The bridge is being built 2,800 ft downstream from the existing steel truss Greenville Bridge, which opened in 1940. HNTB, Kansas City, is design engineer. General contractor Massman-Traylor is a joint venture of Massman Construction Co., Kansas City, and Traylor Bros. Inc., Evansville, Ind.
To make the final connection, crews bolted one side of the segment in the early morning and then waited for temperatures to rise. On the opposite side, the gap closes at a rate of about 1 in. for every 10° rise in temperature, says Mike Caulfield, HNTB assistant project engineer. Crews then waited for the holes to line up to make the second connection.
Some the project’s most challenging aspects lay below the surface, where the contractor dropped two 122-ft x 80-ft floating caisson boxes into position. To prepare the site, the Army Corps of Engineers specified laying articulated concrete mattress on the bottom of the river in December 2001, to help prevent scouring. The Corps primarily uses ACM for revetment operations. The Greenville project was its first use in new bridge construction. Placing it took less than five days, a process that would have taken nearly three months using a typical timber mattress system.
Caisson guides and chevron-shaped breakwaters were built on two sites about 596 ft from each shore, where the water averages nearly 80 ft deep. The cutting edge of each caisson was floated to the breakwaters in mid-2002 and slowly sunk as concrete was poured into steel forms along the perimeter of caisson boxes.
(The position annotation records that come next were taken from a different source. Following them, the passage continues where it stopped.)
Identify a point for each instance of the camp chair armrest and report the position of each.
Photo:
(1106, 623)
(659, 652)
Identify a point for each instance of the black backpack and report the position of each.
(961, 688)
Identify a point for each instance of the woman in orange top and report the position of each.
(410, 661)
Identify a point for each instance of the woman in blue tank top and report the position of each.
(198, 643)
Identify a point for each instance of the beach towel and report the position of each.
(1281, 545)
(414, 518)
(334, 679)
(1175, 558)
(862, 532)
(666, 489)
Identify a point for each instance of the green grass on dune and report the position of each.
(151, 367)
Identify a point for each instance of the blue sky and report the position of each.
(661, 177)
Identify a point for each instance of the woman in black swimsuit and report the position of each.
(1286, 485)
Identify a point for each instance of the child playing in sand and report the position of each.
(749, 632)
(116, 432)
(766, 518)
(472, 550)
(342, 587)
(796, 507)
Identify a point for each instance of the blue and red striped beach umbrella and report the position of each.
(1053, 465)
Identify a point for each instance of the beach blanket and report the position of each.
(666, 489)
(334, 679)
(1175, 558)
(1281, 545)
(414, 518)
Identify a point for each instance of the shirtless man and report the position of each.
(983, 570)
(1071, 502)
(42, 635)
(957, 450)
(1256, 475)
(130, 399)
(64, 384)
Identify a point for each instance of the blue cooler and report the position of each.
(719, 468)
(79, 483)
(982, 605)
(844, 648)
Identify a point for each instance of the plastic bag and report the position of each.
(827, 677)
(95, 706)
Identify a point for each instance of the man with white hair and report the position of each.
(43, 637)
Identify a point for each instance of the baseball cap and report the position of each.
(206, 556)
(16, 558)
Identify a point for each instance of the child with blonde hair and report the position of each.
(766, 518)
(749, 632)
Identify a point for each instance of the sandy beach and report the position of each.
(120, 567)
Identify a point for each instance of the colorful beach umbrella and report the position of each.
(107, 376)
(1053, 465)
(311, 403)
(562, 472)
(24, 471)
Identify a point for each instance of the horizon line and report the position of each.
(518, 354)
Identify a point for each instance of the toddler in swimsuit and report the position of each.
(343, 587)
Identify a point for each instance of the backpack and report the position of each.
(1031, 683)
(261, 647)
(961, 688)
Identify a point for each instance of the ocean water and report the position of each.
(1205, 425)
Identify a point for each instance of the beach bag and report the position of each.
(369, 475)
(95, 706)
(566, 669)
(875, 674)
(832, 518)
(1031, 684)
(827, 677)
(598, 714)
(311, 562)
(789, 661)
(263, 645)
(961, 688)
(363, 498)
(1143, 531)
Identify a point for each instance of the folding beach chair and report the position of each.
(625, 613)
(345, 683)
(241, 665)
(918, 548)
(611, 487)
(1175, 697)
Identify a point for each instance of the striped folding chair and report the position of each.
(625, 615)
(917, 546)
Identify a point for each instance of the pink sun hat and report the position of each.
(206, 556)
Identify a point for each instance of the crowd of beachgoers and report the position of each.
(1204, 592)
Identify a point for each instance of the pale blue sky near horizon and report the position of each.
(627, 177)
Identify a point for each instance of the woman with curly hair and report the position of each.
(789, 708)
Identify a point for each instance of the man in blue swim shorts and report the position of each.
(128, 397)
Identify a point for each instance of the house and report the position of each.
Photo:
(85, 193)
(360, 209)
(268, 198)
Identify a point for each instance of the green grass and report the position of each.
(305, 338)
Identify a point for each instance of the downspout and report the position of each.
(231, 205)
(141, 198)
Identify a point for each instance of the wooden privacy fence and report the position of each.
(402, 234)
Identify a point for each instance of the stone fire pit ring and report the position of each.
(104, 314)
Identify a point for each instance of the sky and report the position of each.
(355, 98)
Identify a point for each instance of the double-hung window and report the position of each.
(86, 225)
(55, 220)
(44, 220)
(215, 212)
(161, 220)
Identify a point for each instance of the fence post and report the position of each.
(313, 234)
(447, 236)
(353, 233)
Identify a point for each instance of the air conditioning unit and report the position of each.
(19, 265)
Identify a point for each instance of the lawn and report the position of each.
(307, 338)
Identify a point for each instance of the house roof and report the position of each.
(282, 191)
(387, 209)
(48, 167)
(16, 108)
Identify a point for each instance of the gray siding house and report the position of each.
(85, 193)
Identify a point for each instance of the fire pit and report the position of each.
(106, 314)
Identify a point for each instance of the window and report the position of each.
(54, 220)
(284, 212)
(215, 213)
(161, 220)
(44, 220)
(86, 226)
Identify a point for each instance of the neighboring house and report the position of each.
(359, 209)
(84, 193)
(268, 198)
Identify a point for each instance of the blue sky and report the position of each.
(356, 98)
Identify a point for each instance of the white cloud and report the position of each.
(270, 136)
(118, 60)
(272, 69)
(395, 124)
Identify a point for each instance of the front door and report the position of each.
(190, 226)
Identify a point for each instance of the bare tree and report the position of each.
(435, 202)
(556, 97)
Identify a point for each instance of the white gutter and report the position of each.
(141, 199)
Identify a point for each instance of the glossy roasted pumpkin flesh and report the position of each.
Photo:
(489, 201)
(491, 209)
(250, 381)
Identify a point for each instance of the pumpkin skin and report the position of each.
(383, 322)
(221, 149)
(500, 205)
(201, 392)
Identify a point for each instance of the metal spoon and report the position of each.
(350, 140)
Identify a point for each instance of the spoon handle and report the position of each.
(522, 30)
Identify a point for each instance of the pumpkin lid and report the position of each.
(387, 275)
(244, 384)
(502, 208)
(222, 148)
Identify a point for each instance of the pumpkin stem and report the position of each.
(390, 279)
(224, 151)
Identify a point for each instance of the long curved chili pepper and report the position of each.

Sinking the caissons took nearly five months, during which time water levels rose above flood stages and velocity exceeded 15 ft per second. The first caisson was dropped 145 ft into the river bottom and the other 116 ft. Each of the $20 million caissons was placed within tolerances and only required slight adjustments to the superstructure.
“Those caissons tend to go where they want to, but it worked out,” says Steve Underwood, project manager with Massman-Traylor.
Work now continues on the second and third phases, to construct two 591-ft side spans. The entire project is scheduled for completion in 2009.